As we stopped to eat, we noticed several mazapan (marzipan) shops. We decided that marzipan was important to Toledo, so I determined to buy some. I finally did just before we left the old city. In the literature I read on the bus ride back home, I learned that marzipan had been "invented" by the Arabs and brought into Toledo where it found a home. Even the nuns make and sell marzipan (but theirs was more expensive).
Many of Toledo's streets were tiny, winding alleys. Ginny almost didn't get out of the way fast enough as one car zoomed (tried to zoom, he had to back up and take the turn again) past us in an alley. She said, "He almost squashed me!"
We had gone to Toledo to see the Alcazar (castle) and we did get to see the outside, but the inside was being renovated, so we were out of luck on that.

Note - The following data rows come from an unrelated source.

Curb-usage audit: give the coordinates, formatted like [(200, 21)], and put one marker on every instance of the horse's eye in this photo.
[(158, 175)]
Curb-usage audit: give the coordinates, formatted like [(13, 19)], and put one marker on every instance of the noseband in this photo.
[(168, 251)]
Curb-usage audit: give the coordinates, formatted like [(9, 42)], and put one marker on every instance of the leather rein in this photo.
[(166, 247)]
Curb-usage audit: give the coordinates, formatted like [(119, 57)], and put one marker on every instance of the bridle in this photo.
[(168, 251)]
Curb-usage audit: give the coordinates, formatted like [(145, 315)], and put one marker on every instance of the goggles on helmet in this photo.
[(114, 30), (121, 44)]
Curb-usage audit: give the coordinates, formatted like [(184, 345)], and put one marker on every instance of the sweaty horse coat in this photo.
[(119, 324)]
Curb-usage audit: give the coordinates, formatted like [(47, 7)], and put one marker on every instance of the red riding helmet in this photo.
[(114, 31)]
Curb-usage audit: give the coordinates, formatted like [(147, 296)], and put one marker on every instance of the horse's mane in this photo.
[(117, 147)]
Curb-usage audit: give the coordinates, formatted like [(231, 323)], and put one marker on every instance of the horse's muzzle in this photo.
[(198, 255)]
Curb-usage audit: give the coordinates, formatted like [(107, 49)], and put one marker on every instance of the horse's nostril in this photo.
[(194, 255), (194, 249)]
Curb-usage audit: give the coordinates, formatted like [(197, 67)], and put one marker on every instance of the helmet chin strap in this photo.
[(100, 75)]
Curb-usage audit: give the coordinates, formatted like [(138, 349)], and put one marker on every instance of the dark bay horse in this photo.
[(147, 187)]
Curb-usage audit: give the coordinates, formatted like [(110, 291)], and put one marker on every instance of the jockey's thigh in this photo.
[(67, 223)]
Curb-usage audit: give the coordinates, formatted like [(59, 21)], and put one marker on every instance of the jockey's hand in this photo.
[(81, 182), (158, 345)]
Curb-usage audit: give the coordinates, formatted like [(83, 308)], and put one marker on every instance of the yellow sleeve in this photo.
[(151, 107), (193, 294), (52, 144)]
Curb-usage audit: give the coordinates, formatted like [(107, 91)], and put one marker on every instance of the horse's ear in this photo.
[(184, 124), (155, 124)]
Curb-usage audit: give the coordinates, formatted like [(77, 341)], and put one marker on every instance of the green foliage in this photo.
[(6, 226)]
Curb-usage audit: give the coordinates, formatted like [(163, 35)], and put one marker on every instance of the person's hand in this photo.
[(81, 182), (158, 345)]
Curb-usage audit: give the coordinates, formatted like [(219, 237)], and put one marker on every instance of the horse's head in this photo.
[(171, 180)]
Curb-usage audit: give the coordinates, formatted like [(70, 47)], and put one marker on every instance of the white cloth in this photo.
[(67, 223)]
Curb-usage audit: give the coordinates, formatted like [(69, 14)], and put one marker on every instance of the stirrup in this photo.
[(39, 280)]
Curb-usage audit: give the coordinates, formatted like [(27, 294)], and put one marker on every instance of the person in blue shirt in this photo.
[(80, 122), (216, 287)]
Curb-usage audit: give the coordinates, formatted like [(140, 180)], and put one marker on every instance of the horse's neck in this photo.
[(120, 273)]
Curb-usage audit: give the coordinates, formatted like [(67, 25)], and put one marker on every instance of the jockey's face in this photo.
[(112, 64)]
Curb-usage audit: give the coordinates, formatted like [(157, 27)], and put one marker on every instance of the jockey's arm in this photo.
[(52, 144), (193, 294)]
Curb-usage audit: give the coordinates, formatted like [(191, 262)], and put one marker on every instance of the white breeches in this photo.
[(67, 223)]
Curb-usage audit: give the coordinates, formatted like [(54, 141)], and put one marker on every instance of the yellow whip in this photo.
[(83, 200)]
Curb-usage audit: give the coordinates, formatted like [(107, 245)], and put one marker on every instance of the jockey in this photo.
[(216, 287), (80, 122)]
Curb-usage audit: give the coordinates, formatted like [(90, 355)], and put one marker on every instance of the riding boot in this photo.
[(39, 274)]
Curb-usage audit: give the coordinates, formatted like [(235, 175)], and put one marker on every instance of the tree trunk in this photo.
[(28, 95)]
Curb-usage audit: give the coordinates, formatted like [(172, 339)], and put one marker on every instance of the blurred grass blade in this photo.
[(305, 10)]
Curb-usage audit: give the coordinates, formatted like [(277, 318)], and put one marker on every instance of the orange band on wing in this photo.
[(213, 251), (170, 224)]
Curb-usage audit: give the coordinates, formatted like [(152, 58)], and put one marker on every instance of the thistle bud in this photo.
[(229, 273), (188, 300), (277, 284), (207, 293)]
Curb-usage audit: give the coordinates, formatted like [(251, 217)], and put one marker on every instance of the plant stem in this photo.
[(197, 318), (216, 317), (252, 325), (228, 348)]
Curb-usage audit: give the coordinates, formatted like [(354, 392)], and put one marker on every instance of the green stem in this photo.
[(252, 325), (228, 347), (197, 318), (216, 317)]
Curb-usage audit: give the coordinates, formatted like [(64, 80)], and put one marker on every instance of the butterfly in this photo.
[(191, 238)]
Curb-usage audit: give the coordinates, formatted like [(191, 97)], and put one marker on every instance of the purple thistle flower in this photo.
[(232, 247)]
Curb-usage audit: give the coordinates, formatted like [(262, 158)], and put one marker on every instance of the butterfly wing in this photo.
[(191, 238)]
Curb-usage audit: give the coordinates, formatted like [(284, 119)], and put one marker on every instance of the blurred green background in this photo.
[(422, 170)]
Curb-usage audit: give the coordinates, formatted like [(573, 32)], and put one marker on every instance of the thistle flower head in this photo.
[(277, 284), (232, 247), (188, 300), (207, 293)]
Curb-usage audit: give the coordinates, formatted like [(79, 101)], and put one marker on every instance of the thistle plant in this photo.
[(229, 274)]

As we wandered through the city, we came upon the Toledo Cathedral, a palace, and several churches, monasteries, and convents. They were all centuries old and simply beautiful. We did get to go into Iglesia de Santo Tome (a Catholic church) to see the famous El Greco painting "The Burial of Count Orgaz". Ginny had studied it in school and wanted to see it. In front of the painting was the actual tomb of Count Orgaz. (Jane, did you get to see the painting when you were here? I thought about you as we walked through the town.)
It did drizzle off and on, but the sun came out a few times, too. All in all it was a beautiful visit and a very nice day.
More observations:
*When Spanish people meet or say good-bye, they give each other dos besos, that is two kisses...one on each cheek. I've gotten to do that twice now with Ginny's roommates.
*The paper towel and toilet paper rolls are shorter than those at home.
*You can't easily find zip-lock bags or ice here.
*When you get on a bus, either everyone sits in their assigned seats or everyone ignores their assigned seats. The only way to know the difference is whether or not someone fusses at you for sitting in their seat!